Presented by Albert Herzog IV, CFP®, CRPC®
Read Time: 4 MIN
The Internal Revenue Service (IRS) has released new limits for certain retirement accounts for the coming year. After months of high inflation and financial uncertainty, some of these cost-of-living-based adjustments have reached near-record levels.
Keep in mind that this update is for informational purposes only, so please consult with an accounting or tax professional before making any changes to your 2023 tax strategy. You can also contact your financial professional, who may be able to provide you with information about the pending changes.
Individual Retirement Accounts (IRAs)
Traditional IRA contribution limits are up $500 in 2023 to $6,500. Catch-up contributions for those over age 50 remain at $1,000, bringing the total limit to $7,500.
Remember, once you reach age 73, you must begin taking required minimum distributions from a Traditional IRA in most circumstances. Withdrawals are taxed as ordinary income and, if taken before age 59½, may be subject to a 10% federal income tax penalty.
The income phase-out range for Roth IRA contributions increases to $138,000-$153,000 for single filers and heads of household, a $9,000 increase. For married couples filing jointly, phase-out will be $218,000 to $228,000, a $14,000 increase. Married individuals filing separately see their phase-out range remain at $0-10,000.

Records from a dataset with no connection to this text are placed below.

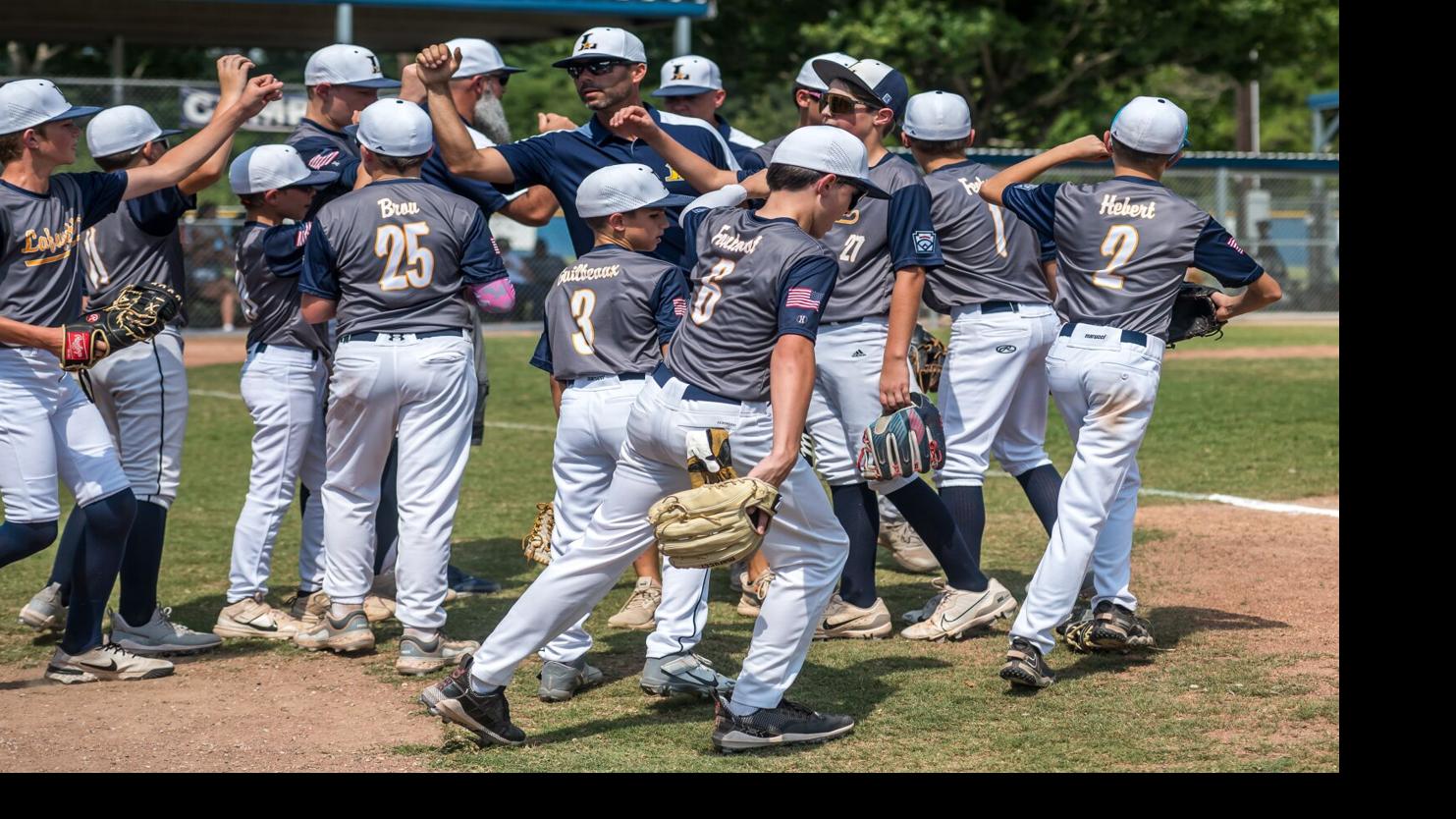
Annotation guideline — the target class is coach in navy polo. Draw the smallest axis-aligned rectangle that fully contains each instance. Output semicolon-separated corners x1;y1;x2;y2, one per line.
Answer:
418;27;738;262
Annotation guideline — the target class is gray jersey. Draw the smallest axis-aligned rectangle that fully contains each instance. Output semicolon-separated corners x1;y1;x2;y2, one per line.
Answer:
667;207;838;401
1001;177;1264;338
235;222;329;355
823;153;943;323
81;185;196;326
925;160;1052;313
298;178;506;335
0;171;127;332
531;245;687;380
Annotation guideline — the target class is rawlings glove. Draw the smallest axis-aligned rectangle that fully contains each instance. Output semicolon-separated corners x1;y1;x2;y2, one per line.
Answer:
855;392;944;481
910;325;946;392
1167;281;1229;347
521;503;557;566
646;478;779;569
61;281;182;371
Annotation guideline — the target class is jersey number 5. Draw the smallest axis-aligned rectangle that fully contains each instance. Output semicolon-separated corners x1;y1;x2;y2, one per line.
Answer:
374;222;435;292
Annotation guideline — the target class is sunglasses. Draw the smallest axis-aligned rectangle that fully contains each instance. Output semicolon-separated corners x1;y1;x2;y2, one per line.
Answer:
566;60;627;81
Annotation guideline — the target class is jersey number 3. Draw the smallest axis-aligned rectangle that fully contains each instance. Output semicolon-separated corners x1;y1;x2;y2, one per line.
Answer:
374;222;435;292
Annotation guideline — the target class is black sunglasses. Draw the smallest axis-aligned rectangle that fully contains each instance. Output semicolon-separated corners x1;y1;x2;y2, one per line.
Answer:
566;60;629;81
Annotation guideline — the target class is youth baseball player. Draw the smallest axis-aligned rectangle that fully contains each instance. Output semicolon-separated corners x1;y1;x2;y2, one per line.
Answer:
213;144;338;639
0;76;283;682
980;96;1281;687
652;54;769;172
295;99;515;674
422;129;887;750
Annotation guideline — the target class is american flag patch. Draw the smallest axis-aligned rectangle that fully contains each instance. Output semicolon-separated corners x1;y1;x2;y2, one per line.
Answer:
783;287;818;310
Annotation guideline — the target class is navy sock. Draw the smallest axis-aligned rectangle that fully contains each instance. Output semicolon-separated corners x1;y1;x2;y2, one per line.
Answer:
829;484;880;609
117;501;168;626
1016;464;1061;535
886;479;989;591
61;490;136;654
0;520;55;566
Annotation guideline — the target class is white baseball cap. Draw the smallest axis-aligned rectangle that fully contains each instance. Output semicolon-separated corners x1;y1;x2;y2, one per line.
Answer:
356;97;435;156
793;51;857;90
302;42;399;87
85;105;182;156
769;126;890;199
227;145;340;193
552;27;646;69
1111;96;1188;156
905;90;971;141
0;81;100;135
652;54;724;96
576;163;693;219
446;36;525;81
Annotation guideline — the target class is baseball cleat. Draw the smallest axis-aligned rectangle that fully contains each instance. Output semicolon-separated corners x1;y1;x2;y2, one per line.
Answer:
714;696;855;753
111;606;223;656
607;577;663;631
395;631;480;675
45;642;175;684
21;583;66;631
213;591;301;639
639;651;733;699
293;609;374;654
899;578;1016;639
536;657;601;702
1000;637;1057;687
435;690;525;747
814;593;894;639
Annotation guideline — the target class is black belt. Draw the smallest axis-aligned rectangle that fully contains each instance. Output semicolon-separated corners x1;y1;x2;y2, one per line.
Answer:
652;364;742;406
1061;322;1148;347
340;328;466;344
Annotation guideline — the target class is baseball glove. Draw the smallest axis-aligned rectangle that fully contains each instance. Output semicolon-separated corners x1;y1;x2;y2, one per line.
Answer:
1167;281;1229;347
61;281;182;371
521;503;557;566
646;478;779;569
910;325;946;392
855;392;944;481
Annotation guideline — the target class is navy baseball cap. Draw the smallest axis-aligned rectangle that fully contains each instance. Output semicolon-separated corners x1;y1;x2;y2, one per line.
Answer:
814;60;910;123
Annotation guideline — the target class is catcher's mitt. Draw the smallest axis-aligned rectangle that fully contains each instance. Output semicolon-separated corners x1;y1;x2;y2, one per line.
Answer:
855;392;944;481
1167;281;1229;347
646;478;779;569
910;325;946;392
61;281;182;371
521;503;557;566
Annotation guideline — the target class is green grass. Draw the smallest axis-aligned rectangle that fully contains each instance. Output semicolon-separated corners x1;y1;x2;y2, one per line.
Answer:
0;326;1339;771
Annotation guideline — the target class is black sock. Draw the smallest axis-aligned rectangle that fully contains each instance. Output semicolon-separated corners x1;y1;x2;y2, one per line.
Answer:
0;520;55;566
117;501;168;626
829;484;880;609
61;490;136;654
886;479;989;591
1016;464;1061;535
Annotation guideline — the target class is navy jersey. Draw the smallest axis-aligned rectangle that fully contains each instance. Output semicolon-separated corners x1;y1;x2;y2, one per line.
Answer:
667;207;838;401
824;153;944;322
925;160;1055;313
1001;177;1264;340
298;180;506;335
497;105;738;262
531;245;687;380
81;185;196;326
0;171;127;326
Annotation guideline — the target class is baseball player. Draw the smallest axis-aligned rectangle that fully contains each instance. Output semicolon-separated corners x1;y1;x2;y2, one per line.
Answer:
213;144;338;639
652;54;769;172
0;76;283;682
980;96;1281;687
295;99;515;675
422;129;887;750
899;90;1061;631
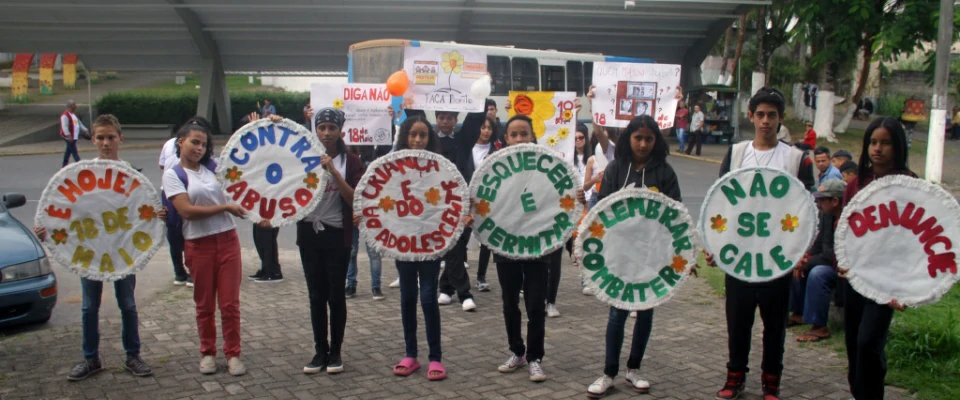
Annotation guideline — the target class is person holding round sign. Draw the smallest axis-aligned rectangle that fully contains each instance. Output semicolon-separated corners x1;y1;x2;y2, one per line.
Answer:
470;115;583;382
354;117;471;381
576;115;696;398
836;117;948;399
297;107;364;374
700;88;816;399
34;114;159;381
163;124;247;376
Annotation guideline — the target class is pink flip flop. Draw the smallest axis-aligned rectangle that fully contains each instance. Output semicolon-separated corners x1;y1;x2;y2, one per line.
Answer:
393;357;420;376
427;361;447;381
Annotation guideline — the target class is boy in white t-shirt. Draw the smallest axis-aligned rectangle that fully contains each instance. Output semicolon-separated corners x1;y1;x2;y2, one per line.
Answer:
34;114;156;381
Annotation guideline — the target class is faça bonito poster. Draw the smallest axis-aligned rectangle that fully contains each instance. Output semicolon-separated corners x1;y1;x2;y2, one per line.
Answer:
591;62;680;129
403;47;487;112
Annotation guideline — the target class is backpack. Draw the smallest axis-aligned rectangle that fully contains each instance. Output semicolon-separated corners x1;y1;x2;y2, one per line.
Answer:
160;159;217;229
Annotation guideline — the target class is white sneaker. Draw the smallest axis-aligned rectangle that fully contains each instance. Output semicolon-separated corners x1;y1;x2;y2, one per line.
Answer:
528;361;547;382
587;375;613;399
627;369;650;393
497;355;527;373
437;293;453;306
227;357;247;376
200;356;217;375
547;303;560;318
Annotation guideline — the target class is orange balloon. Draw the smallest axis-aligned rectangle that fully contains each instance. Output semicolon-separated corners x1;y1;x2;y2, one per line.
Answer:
387;71;410;96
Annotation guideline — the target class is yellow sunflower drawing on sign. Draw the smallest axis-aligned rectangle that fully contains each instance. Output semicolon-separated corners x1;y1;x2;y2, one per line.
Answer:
510;92;556;139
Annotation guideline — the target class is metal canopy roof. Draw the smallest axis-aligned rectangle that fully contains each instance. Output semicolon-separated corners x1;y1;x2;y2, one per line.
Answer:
0;0;769;71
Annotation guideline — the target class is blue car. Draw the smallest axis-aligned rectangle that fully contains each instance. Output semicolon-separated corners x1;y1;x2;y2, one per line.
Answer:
0;193;57;327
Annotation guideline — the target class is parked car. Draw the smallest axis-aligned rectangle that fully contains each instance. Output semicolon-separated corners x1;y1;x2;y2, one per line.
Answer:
0;193;57;327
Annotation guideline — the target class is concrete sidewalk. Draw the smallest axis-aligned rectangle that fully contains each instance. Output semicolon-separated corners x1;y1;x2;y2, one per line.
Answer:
0;249;901;400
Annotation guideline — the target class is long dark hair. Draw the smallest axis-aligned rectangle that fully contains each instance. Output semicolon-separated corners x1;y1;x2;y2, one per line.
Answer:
397;115;440;153
503;114;537;144
857;117;910;186
614;115;670;162
573;123;593;167
174;124;213;165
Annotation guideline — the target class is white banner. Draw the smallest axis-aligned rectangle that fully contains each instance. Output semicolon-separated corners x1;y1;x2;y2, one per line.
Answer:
509;91;577;162
217;119;327;227
835;175;960;306
34;160;166;281
591;62;680;129
403;47;487;112
310;83;393;146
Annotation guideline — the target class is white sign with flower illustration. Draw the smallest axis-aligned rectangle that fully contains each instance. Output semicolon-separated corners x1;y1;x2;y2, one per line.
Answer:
403;47;487;112
574;188;700;311
217;118;328;226
700;167;817;282
34;160;166;282
510;91;577;162
310;83;393;146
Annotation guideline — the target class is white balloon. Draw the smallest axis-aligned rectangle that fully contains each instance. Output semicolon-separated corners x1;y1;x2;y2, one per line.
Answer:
470;75;492;99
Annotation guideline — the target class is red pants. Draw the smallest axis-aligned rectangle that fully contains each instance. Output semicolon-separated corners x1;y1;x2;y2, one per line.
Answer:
184;229;242;358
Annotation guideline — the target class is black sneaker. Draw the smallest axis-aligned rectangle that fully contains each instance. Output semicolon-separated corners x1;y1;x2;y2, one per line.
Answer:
253;275;283;283
67;358;103;381
327;356;343;374
303;354;327;374
123;356;153;376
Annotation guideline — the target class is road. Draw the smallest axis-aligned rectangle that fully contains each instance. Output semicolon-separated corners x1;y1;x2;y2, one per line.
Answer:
0;150;719;334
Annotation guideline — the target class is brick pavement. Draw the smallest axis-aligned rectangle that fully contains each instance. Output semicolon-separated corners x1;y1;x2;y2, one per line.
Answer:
0;249;912;400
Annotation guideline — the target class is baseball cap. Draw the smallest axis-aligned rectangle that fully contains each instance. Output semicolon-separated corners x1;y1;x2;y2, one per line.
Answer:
833;149;853;160
840;161;857;172
813;179;847;199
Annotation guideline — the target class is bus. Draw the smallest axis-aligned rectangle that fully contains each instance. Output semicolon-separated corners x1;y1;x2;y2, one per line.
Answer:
347;39;654;123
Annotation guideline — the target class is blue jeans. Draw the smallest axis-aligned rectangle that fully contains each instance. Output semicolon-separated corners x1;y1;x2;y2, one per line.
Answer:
790;265;837;326
603;307;653;377
63;139;80;167
397;260;442;362
677;128;687;151
80;275;140;358
347;229;383;289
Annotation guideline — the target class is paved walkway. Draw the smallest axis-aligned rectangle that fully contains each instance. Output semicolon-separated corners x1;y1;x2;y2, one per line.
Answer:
0;249;898;399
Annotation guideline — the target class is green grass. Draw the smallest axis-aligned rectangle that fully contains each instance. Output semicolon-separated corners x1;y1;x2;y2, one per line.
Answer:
131;75;280;94
697;256;960;400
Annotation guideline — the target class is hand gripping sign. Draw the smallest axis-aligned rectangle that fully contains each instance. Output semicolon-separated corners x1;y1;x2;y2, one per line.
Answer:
217;119;327;227
700;167;818;282
574;189;700;311
834;175;960;306
353;150;470;261
34;160;166;282
470;144;583;260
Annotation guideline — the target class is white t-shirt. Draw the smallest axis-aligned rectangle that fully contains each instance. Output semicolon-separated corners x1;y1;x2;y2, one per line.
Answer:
304;155;352;231
159;137;180;171
163;166;237;240
473;143;490;169
732;140;791;171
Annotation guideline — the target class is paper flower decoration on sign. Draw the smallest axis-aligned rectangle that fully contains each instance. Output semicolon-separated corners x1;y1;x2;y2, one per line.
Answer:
835;175;960;306
353;150;470;261
470;144;583;259
217;119;328;227
574;189;700;311
34;160;166;281
700;168;817;282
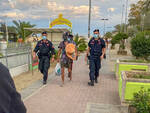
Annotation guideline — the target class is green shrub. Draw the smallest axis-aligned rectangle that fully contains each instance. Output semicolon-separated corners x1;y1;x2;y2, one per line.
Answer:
131;32;150;60
78;44;87;52
0;53;3;57
131;88;150;113
111;33;128;49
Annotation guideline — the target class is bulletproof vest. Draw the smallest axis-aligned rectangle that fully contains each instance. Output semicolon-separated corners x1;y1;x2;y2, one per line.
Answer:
90;38;102;58
39;41;50;56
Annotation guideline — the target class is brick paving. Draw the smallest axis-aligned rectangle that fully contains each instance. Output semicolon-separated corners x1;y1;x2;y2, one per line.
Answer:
25;53;120;113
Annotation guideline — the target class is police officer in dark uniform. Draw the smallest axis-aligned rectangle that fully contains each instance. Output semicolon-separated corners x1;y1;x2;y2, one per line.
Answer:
0;63;27;113
86;29;106;86
33;32;55;84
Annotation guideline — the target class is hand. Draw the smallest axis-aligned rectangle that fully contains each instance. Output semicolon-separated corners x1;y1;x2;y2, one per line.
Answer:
100;55;104;60
33;53;36;58
52;57;55;62
57;58;60;63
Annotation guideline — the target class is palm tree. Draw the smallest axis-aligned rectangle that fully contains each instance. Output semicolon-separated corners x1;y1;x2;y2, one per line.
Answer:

To qualify for the tax-free and penalty-free withdrawal of earnings, Roth 401(k) distributions must meet a five-year holding requirement and occur after age 59½. Tax-free and penalty-free withdrawal can also be taken under certain other circumstances, such as the owner’s death.
Workplace Retirement Accounts
Those with 401(k), 403(b), 457 plans, and similar accounts will see a $2,000 increase for 2023, the limit rising to $22,500. Those aged 50 and older will now have the ability to contribute an extra $7,500, bringing their total limit to $30,000.
Once you reach age 73 you must begin taking required minimum distributions from your 401(k) or other defined-contribution plans in most circumstances. Withdrawals are taxed as ordinary income and, if taken before age 59½, may be subject to a 10% federal income tax penalty.
A $1,500 increase in limits for 2023 gives individuals contributing to this incentive match plan a $15,500 stop light.
Much like a traditional IRA, once you reach age 73, you must begin taking required minimum distributions from a SIMPLE account in most circumstances. Withdrawals are taxed as ordinary income and, if taken before age 59½, may be subject to a 10% federal income tax penalty.
As a reminder, this article is for informational purposes only. Consult with an accounting or tax professional before making any changes to your 2023 tax strategy.